Owners of Volkswagen, Audi, and Porsche 3.0-liter V-6 TDI diesel models will remain in limbo for at least a few more months, it seems.
While a settlement covering 2.0-liter 4-cylinder TDI models received preliminary approval at the end of last month, progress on the V-6 cars has moved forward only slowly.
At a hearing Thursday, U.S. District Court Judge Charles Breyer—the judge also overseeing the 2.0-liter TDI case—set a date for the next hearing at which Volkswagen and U.S. regulators will update him on the status of the 3.0-liter settlement.
But that hearing won't take place until November 3.
At roughly 85,000, the number of vehicles sold in the U.S. with the V-6 diesel and illegal "defeat device" software is far lower than the 4-cylinder group, which includes about 450,000 cars.

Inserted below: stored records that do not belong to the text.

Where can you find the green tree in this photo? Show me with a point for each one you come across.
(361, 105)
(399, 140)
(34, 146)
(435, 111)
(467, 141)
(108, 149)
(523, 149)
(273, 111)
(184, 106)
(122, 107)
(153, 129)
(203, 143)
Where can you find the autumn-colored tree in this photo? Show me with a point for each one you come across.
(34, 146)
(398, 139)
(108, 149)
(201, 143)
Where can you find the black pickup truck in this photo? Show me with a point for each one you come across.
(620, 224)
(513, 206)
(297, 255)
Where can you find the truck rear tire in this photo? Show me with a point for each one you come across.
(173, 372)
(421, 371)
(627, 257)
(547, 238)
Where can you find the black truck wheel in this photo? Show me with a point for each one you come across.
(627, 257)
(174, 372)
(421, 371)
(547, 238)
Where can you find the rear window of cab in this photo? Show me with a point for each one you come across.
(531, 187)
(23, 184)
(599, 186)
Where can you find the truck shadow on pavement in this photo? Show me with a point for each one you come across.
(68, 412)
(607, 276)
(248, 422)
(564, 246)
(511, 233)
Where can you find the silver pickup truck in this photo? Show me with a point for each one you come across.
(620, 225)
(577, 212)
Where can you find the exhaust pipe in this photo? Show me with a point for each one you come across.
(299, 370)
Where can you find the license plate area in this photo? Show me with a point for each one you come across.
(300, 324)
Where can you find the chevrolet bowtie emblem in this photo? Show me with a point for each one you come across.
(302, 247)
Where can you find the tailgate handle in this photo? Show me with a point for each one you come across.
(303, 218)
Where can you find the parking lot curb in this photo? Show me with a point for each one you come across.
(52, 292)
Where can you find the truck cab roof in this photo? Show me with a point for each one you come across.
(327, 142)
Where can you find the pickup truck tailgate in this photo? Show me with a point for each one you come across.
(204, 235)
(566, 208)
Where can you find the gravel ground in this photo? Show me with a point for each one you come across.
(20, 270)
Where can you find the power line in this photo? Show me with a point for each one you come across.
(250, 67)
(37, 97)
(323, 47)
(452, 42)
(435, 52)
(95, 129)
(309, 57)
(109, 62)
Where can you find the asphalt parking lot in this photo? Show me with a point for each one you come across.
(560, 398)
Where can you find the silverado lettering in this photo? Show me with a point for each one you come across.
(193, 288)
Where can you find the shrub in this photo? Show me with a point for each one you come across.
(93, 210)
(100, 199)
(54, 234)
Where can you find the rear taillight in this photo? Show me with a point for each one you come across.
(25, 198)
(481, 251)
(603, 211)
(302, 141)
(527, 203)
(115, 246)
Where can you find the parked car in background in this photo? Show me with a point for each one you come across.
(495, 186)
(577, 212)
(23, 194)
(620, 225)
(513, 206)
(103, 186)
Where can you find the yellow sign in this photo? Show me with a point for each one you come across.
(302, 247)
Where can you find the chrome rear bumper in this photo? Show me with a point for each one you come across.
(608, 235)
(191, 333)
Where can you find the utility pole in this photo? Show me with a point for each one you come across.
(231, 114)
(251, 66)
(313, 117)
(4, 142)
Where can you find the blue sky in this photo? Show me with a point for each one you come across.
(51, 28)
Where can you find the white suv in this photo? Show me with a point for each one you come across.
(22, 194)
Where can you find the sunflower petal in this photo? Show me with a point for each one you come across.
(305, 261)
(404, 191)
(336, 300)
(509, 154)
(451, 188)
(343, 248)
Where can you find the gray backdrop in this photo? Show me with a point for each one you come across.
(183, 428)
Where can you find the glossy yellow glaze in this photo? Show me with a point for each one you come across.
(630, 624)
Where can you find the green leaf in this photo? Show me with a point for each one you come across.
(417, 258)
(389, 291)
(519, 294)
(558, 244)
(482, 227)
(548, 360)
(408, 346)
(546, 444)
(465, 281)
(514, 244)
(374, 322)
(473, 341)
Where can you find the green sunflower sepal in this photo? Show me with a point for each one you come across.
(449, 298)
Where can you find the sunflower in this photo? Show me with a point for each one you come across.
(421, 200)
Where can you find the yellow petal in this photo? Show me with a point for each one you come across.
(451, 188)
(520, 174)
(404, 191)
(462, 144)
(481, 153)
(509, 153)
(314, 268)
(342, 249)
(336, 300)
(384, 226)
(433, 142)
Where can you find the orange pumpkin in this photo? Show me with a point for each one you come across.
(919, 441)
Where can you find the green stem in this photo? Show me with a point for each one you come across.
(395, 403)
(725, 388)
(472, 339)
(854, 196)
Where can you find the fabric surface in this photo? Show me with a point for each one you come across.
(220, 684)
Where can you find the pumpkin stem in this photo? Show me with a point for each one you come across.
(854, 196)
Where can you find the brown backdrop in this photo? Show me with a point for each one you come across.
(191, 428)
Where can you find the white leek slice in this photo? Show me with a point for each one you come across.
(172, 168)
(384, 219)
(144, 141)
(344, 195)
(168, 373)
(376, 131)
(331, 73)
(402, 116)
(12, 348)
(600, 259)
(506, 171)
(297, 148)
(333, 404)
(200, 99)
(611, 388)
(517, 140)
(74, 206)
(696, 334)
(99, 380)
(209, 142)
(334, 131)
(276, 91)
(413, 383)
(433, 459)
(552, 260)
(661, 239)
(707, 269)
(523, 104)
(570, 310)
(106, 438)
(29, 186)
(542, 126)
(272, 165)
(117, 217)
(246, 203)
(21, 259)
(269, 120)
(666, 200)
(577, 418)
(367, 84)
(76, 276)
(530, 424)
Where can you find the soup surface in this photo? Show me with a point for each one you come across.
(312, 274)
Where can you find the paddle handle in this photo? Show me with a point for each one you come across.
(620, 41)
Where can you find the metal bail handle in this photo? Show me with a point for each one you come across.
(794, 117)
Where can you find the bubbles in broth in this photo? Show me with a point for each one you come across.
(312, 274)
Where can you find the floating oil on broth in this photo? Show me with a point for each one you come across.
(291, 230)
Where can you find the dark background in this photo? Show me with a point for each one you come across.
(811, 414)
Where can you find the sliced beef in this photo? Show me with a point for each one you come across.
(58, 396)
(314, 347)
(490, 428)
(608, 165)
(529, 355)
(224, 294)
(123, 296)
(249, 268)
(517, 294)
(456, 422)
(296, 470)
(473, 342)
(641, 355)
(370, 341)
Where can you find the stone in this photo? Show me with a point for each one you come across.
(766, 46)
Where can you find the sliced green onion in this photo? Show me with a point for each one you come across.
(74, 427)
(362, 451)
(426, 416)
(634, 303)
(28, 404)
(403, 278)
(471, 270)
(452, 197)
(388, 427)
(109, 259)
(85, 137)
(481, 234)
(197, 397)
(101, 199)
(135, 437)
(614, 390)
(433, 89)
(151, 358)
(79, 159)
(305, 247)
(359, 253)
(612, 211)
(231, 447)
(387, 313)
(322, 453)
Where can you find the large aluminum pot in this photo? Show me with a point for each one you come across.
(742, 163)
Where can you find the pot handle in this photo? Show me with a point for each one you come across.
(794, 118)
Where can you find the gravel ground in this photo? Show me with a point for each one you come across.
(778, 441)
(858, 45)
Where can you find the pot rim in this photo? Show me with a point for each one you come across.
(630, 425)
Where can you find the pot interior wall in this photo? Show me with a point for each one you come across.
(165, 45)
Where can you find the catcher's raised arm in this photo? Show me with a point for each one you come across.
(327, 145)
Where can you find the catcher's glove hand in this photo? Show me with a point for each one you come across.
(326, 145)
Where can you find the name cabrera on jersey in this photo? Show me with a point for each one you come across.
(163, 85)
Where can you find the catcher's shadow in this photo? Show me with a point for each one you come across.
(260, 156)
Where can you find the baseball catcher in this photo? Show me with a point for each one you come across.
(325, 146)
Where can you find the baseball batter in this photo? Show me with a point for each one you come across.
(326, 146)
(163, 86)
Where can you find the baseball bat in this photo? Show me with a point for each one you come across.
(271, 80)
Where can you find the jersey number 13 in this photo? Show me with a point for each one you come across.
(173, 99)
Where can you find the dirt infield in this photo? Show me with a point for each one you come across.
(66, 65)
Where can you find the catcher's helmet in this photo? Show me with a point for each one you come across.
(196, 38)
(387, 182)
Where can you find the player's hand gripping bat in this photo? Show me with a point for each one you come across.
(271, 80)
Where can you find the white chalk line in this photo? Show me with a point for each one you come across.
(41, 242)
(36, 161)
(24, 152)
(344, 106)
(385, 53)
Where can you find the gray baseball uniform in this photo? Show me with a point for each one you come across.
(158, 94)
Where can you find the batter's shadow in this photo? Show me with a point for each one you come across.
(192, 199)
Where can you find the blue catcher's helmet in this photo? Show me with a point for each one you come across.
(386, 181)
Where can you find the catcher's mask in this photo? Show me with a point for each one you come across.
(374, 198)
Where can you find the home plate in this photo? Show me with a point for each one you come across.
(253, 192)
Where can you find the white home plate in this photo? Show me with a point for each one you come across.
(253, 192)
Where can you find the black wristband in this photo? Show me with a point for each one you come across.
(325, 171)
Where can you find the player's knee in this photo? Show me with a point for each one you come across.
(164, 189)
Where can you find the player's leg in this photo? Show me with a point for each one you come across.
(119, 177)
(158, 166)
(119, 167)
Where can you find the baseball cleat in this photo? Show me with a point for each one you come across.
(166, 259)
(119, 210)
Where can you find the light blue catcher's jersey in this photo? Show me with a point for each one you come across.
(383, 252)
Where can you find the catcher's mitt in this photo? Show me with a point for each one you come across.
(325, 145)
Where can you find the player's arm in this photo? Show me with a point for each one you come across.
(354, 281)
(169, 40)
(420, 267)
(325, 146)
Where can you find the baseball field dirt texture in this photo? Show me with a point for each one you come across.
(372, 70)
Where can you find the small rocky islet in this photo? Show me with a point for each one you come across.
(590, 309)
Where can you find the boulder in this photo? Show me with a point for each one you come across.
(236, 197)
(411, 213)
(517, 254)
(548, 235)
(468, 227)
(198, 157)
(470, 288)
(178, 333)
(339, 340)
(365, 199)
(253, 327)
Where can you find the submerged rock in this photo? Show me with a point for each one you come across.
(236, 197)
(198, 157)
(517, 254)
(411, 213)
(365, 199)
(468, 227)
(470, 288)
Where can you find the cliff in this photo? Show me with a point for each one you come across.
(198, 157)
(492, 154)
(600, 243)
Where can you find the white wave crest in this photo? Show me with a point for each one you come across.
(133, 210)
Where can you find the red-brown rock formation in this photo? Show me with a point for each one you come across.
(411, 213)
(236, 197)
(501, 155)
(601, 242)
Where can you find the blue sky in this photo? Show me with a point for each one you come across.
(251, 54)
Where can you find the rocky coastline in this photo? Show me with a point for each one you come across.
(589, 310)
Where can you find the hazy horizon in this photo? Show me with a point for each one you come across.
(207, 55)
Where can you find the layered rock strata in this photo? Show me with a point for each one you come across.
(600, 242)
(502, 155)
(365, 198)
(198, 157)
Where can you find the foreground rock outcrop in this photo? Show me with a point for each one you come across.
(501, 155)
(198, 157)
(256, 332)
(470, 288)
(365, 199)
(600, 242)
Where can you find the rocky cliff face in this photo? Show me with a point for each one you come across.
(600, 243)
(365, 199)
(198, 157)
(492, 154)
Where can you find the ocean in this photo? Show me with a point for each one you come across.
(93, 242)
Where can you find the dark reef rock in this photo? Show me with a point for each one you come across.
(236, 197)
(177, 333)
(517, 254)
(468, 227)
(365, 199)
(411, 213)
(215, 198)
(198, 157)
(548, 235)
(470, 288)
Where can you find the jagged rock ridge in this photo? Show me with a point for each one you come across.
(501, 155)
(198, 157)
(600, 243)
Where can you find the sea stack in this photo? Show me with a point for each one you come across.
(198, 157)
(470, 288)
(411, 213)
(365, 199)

Vehicles equipped with the 3.0-liter diesel V-6 include five different Audi models—A6, A8, and A8L TDI sedans; the A7 TDI hatchback; and the Q5 and Q7 TDI sport utility vehicles—along with the Porsche Cayenne Diesel and the VW Touareg TDI.
2015 Porsche Cayenne Diesel
Last month, the California Air Resources Board (CARB) rejected VW proposal for modifications to these vehicles that was submitted in February.
As with the 2.0-liter 4-cylinder cars, both CARB and the U.S. Environmental Protection Agency (EPA) must approved any proposed emissions-related modifications for affected TDI models.
In a letter regarding the proposal, CARB said Volkswagen's descriptions of its proposed modifications were "incomplete, substantially deficient, and fall far short of meeting the legal requirements to return these vehicles to the claimed certified configuration."
Regulators haven't approved modifications for the 2.0-liter TDI cars either, meaning owners will have to continue waiting for a resolution even after the settlement for those cars receives final approval.
2014 Volkswagen Touareg TDI
In addition to modifications, any proposed settlement for the 3.0-liter V-6 TDI models will likely include a buyback provision, similar to the one offered to owners of 2.0-liter 4-cylinder TDI cars.
Payments would likely be determined using a similar formula to the 2.0-liter TDI models, based on their trade-in value before the scandal broke.
The 2.0-liter TDI settlement still requires final approval, which can only come at an October 18 hearing in front of Judge Charles Breyer.
Only after that point can Volkswagen begin making offers to buy back cars, and initiate a modification campaign, assuming modifications have been approved by then.